We try for different subsets of \(n\):

size \(n\) time (sec)
50 0.9
100 3.7
150 8.3
200 14.9
5291 2.9 hours (estimated)

That is really terrible.

Attempt 2: use a matrix

One bottleneck could be the use of a data frame. The most inner loop jumps from one column to the next, and that is a relatively expensive operation. Let’s try to convert the data first to a matrix and then operate on the matrix:

calcK2 <- function(n=nrow(df)) {
 
  # calculate matrix A
  m <- length(objs)
  A <- matrix(0,n,m)
  k <- 0L
  for (c in names(objs)) {
    k <- k + 1L
    A[,k] <- df[1:n,c]*objs[c]
  }

  gamma <- function(i,j,k) {
    if ((A[i,k] - A[j,k])>0)
      0L
    else
      1L
  }
 
  sumgamma <- function(i,j) {
    s <- 0L
    for (k in 1:m) {
      s <- s + gamma(i,j,k)
    }
    s-1L
  }
 
  K<-matrix(0L,n,n)
  for (i in 1:n) {
    for (j in 1:n)
      if (i!=j) K[i,j] <- sumgamma(i,j)
  }
  K
}

This is much better:

size \(n\) time (sec)
50 0.06
100 0.25
150 0.58
200 1.03
5291 0.2 hours (estimated)

To get better performance we should get rid of these loops somehow. In R loops are very slow. In C++ loops don’t have this disadvantage, so instead of trying to vectorize this (besides I don’t see immediately how), let’s use some C++ code.

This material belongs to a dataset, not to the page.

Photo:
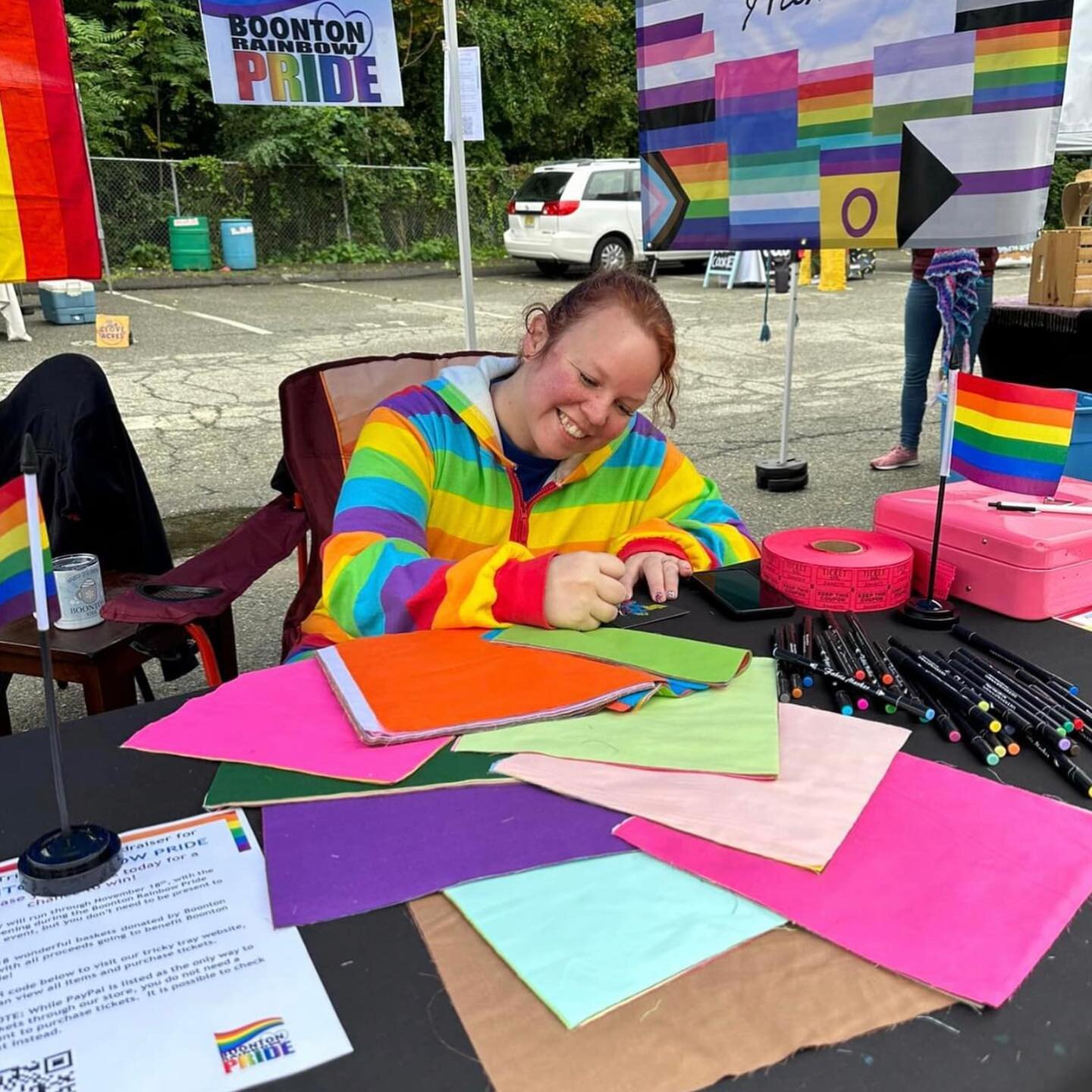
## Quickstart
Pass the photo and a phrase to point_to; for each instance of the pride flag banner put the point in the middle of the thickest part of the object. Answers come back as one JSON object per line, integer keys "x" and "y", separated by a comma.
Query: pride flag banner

Attempt 3: use some C++ code

The Rcpp package makes it very easy to develop C++ functions for use inside R. We assume again we first make a matrix \(A\). The C++ code looks like:

#include <Rcpp.h>
using namespace Rcpp;

// [[Rcpp::export]]
IntegerVector calcKcpp(NumericVector A, int n, int nk) {

  IntegerVector K(n*n); // will be initialized to zero
  for (int i=0; i<n; ++i)
    for (int j=0; j<n; ++j)
      if (i!=j) {
        int s = 0;
        for (int k=0; k<nk; ++k)
          if (A[k*n+i]<=A[k*n+j])
            ++s;

        K[j*n+i] = s-1;
      } 
  return K;
}

Note that R matrices are stored column-wise (the old Fortran way). We use this function as follows:

Rcpp::sourceCpp('c:/tmp/kepsilon/kepsc.cpp')

calcK3 <- function(n=nrow(df)) {

  # calculate matrix A
  m <- length(objs)
  A <- matrix(0,n,m)
  k <- 0L
  for (c in names(objs)) {
    k <- k + 1L
    A[,k] <- df[1:n,c]*objs[c]
  }
 
  # call C++ code
  K <- calcKcpp(A,n,m)
  dim(K) = c(n,n)
  K
}

The timings are now:

size \(n\) time (sec)
50 0
100 0
150 0
200 0
5291 0.9 seconds

This is more than fast enough to allow for some experimentation with this data set.

Comparison: computation in GAMS

Here we do the same computation in GAMS.

sets
  i
/1*5291/
  obj
/performance,weight,cost/
;
alias (i,j);

parameter d(i,obj) 'data'
;
$gdxin testsolution.gdx
$loaddc d

parameter objmin(obj) /performance -1, weight 1, cost 1/
;

* make all objectives minimization

d(i,obj) = objmin(obj)*d(i,obj);

parameter
K(i,j);
K(i,j)$(
ord(i)<>ord(j)) = sum
(obj$(d(i,obj)<=d(j,obj)),1)-1;

The time needed for the full problem is:

size \(n\) time (sec)
5291 34 seconds

GAMS is actually doing very well on this.
References

(1) Gobbi, Massimiliano. 2013. “A K, K-\(\varepsilon\) Optimality Selection Based Multi Objective Genetic Algorithm with Applications to Vehicle Engineering.” Optimization and Engineering 14 (2). Springer: 345–60. doi:10.1007/s11081-011-9185-8.